Book review: “A Carnival of Snackery”, by David Sedaris
A SNACKERY CARNIVAL
By David Sedaris
Once every year or two, I’ll decide it’s time to start a journal. I’ll buy a notebook, spend two hours writing in excruciating detail about my day-to-day existence, and end up feeling like a failure – at journaling, but also at life. The life of a columnist has meaning, even in retrospect. Mine, apparently, doesn’t. My great pleasure (aside from drawing, jogging, and croissants) is reading about other people’s lives. I love the way Gabrielle Bell and Keiler Roberts use their diary comics to endow little throwaway moments with the dignity and weight of the bigger ones. I will always be a fan of Proust. And I’ve read everything David Sedaris has posted – some stuff multiple times.
In case you need a refresher, David Raymond (!) Sedaris grew up in Raleigh, NC with his parents and five siblings. He went through a phase of performance art in his late teens and early twenties (which coincided with a meth phase); worked the kind of tough jobs that many people do after fine art school (itinerant farmer, housekeeper, assistant to various freaks); met his partner, Hugh Hamrick, in his mid-thirties; did some independent pieces with his sister Amy Sedaris; and was discovered as a writer after reading a series of stories on NPR about his time as a Christmas elf in a department store.
What he does in his exquisite essays is piece his life together as a funny story, the kind you would hear at a dinner party if you were very lucky in your friendships.
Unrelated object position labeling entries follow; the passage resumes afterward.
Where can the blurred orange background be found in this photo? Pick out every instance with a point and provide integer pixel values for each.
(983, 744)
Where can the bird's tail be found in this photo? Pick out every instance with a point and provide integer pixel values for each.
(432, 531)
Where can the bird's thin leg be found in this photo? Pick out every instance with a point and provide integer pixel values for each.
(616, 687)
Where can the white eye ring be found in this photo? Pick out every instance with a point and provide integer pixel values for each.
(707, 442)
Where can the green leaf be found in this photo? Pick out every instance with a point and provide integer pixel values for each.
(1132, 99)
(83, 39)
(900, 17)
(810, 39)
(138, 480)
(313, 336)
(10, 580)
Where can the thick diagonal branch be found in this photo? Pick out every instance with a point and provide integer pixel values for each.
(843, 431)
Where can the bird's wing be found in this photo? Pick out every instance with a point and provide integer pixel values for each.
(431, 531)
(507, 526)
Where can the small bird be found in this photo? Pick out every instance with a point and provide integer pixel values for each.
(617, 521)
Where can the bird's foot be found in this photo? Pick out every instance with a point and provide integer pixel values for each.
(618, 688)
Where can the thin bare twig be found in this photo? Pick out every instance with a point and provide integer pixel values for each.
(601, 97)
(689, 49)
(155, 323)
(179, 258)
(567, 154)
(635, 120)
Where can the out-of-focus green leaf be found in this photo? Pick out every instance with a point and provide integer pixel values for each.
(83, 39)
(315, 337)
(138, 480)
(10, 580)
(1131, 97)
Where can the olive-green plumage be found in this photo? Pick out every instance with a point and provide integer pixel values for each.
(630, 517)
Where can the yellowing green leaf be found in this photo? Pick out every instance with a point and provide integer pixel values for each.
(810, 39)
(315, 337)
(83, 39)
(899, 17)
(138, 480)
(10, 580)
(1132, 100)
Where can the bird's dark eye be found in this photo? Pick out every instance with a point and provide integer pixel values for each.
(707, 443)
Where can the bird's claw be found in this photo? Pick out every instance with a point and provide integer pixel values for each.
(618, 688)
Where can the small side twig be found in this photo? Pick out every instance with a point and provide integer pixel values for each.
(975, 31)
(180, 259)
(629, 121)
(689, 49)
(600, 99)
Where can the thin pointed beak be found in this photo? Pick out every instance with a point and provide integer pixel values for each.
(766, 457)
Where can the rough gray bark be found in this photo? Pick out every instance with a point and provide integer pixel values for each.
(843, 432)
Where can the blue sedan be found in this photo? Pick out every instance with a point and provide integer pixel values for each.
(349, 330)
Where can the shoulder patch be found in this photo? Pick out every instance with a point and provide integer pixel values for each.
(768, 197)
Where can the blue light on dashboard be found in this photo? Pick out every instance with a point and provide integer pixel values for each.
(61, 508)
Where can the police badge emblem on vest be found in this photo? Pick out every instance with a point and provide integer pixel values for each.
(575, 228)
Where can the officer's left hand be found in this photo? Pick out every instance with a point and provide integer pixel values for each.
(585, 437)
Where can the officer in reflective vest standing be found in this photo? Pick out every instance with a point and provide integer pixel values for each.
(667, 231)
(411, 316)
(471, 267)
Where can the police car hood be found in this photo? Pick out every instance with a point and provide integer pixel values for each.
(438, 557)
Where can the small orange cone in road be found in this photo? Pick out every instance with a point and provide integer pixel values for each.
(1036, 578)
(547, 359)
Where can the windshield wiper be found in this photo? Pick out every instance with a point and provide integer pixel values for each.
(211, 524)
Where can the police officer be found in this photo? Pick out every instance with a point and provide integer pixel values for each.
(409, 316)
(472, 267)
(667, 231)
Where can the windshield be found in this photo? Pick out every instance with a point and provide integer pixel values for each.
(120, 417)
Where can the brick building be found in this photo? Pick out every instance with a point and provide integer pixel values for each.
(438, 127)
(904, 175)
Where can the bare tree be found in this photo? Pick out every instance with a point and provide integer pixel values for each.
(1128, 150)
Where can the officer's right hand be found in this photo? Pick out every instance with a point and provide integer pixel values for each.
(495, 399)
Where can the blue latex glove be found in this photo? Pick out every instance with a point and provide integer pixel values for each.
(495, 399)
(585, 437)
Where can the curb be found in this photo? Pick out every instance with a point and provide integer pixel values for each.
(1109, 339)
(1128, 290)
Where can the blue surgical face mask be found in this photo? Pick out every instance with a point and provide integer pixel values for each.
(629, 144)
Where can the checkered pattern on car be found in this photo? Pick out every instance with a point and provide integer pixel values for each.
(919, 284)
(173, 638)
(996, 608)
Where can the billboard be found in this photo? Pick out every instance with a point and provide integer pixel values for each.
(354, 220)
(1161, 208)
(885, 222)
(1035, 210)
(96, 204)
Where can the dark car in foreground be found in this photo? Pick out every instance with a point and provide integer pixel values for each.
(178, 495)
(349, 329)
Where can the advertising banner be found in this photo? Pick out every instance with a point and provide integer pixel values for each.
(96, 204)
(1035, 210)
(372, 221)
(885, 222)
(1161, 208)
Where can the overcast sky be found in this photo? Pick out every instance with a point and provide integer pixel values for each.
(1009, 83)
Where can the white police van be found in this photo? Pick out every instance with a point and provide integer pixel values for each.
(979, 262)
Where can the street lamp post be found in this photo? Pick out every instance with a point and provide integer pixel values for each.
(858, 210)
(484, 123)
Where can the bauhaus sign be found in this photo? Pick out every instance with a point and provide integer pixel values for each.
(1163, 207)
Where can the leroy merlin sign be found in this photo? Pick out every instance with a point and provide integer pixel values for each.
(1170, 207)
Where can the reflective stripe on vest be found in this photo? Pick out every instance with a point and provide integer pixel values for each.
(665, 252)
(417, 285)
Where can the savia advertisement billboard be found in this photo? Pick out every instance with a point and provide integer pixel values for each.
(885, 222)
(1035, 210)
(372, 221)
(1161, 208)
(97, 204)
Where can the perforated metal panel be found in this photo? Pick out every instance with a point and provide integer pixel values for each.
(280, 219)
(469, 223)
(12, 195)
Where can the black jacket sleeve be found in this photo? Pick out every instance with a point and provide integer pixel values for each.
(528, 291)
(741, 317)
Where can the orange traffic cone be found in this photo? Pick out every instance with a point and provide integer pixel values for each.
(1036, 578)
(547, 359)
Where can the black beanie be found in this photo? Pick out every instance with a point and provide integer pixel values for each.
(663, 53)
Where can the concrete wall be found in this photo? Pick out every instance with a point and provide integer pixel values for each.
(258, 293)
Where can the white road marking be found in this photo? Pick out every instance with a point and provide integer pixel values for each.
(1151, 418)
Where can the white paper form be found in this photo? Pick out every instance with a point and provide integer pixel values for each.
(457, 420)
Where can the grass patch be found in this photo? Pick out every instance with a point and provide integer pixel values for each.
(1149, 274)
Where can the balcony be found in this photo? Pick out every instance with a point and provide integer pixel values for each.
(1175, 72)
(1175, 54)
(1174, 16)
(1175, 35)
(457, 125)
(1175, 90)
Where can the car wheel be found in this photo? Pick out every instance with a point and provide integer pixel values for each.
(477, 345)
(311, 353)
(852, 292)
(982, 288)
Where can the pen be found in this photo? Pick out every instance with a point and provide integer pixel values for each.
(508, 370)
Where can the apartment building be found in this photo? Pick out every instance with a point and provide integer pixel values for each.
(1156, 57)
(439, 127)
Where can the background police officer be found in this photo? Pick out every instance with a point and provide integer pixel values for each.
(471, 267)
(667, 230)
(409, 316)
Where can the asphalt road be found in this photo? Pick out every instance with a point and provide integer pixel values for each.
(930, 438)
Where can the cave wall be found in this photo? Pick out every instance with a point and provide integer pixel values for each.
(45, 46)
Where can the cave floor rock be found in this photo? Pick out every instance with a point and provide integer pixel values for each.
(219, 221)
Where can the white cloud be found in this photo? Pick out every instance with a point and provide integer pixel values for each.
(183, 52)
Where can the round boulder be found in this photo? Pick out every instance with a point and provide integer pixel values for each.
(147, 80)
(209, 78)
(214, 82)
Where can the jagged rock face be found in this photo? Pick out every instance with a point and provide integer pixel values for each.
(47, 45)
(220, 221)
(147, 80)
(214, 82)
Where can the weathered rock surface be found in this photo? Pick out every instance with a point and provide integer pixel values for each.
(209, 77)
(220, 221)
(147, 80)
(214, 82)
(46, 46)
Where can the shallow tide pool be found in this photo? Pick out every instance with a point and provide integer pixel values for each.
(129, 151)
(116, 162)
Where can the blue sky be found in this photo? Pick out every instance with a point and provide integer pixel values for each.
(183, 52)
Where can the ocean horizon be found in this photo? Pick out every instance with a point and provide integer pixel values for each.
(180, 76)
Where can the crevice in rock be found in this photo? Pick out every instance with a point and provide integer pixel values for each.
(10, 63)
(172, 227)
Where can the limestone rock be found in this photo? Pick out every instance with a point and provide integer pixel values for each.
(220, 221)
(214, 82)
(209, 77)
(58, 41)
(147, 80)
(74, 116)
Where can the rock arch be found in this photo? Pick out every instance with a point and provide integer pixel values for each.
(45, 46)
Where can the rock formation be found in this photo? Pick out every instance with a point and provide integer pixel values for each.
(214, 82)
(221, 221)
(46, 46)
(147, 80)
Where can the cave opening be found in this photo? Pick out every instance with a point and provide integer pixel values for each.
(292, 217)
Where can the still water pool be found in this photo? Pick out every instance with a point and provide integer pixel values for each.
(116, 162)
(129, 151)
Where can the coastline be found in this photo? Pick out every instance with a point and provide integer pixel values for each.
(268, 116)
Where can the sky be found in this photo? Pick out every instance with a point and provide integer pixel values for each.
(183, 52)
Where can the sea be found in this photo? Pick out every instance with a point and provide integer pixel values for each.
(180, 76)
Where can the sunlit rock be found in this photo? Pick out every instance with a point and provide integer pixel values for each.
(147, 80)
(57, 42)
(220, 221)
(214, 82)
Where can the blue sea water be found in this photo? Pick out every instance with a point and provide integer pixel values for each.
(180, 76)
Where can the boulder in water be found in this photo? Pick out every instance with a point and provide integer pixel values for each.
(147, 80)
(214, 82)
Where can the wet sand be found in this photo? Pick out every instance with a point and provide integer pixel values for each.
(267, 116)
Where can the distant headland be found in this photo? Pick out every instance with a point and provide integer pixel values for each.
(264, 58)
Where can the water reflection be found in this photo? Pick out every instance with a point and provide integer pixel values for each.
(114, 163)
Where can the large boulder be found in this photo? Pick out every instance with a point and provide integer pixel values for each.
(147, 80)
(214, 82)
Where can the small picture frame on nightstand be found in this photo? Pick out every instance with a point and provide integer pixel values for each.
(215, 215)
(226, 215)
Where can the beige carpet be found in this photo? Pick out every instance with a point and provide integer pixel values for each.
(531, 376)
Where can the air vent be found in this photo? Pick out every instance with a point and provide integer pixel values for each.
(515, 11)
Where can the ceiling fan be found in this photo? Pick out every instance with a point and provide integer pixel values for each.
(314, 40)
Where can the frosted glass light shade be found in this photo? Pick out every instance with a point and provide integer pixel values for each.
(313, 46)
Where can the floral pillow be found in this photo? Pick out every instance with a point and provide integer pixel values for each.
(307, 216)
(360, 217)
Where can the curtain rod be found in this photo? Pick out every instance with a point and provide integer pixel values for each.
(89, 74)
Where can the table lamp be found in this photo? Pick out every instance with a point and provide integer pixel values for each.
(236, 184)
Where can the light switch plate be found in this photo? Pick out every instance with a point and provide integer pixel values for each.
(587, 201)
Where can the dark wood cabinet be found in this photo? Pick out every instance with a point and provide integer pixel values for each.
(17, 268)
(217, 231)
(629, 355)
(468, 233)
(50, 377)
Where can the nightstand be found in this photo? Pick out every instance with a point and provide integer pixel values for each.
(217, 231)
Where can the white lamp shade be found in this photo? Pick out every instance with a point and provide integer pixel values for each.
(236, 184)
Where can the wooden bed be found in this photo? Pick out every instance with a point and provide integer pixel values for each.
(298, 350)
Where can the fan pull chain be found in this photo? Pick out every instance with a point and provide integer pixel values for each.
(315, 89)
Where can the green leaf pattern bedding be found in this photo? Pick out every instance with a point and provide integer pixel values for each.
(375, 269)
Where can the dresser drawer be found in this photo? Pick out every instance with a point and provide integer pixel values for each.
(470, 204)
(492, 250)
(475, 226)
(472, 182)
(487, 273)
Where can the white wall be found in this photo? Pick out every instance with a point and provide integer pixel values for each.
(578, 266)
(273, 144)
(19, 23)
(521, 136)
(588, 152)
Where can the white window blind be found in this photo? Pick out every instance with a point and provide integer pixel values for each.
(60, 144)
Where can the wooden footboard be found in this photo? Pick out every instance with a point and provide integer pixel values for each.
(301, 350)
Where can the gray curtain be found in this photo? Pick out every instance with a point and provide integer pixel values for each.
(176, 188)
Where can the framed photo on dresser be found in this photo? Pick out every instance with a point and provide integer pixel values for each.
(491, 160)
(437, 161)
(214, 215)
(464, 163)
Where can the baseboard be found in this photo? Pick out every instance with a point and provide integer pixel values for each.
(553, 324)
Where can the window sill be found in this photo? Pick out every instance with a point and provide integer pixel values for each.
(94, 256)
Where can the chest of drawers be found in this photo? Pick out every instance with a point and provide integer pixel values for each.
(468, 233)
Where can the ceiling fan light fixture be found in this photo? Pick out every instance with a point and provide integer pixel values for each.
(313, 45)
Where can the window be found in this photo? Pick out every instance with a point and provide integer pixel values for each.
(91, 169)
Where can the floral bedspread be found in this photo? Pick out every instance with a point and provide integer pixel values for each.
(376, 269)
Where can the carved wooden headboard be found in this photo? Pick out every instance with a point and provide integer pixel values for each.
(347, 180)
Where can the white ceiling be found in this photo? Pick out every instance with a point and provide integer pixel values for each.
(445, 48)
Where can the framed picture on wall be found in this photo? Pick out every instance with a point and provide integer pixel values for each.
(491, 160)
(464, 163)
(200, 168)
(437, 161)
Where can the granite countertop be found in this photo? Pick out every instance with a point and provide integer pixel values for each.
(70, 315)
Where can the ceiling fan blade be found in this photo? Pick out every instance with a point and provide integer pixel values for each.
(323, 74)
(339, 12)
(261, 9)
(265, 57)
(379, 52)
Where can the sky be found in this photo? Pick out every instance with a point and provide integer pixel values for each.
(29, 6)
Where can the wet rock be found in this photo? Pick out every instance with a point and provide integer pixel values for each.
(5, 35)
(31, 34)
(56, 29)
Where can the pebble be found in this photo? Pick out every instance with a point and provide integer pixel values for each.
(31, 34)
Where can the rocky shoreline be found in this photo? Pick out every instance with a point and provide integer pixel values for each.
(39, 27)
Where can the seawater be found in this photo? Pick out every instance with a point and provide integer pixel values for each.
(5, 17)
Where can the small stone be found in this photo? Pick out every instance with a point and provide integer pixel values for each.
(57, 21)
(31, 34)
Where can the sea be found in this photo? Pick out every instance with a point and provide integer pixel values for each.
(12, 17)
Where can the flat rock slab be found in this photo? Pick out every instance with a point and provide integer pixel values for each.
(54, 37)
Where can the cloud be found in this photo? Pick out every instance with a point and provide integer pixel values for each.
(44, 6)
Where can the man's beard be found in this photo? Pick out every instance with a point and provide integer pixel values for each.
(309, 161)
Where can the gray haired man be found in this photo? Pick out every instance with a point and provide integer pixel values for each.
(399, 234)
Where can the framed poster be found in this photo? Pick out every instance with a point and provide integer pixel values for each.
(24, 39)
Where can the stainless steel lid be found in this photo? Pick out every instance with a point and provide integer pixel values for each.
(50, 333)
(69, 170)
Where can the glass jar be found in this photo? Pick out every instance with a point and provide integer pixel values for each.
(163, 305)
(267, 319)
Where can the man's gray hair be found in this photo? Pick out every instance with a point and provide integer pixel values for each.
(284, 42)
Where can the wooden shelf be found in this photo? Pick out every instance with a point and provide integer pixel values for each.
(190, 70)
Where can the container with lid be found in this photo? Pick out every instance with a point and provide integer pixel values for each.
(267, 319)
Her personal essay books include “Naked”, “Me Talk Pretty One Day”, “When You’re Swallowed by Flames”, “Dress Your Family in Corduroy and Denim” and “Calypso”. He has also published a book of animal fables, “Squirrel Seeks Chipmunk”, and a compilation of his diaries: “Theft by Finding: Diaries (1977-2002)”, which was published in 2017. Now he has a second collection of diaries. , “A Carnival of Snacks: Diaries (2003-2020).”
In the late ’90s, in part to escape the strangeness of stardom, Sedaris and Hamrick moved overseas. Some of my favorite David Sedaris essays are travelogues. These cover compelling language teachers, surreal shopping experiences, an exploration of baffling alternatives from different countries to Santa Claus and a stint in Tokyo, where Sedaris went to quit smoking. His writings on interactions with taxi drivers, cashiers, flight attendants, fans and strangers are also very satisfying. But the real common thread of the essays is the family of Sedaris: his mother, Sharon, the accomplished storyteller; his father, Lou, the disgruntled straight man surrounded by pranksters; and her array of remarkable siblings – Lisa, the manager; Gretchen, the artist; Amy, the clown; Tiffany, the unsolvable mystery; and Paul, the fast-talking southern guy. If you are wondering, I am a total Lisa.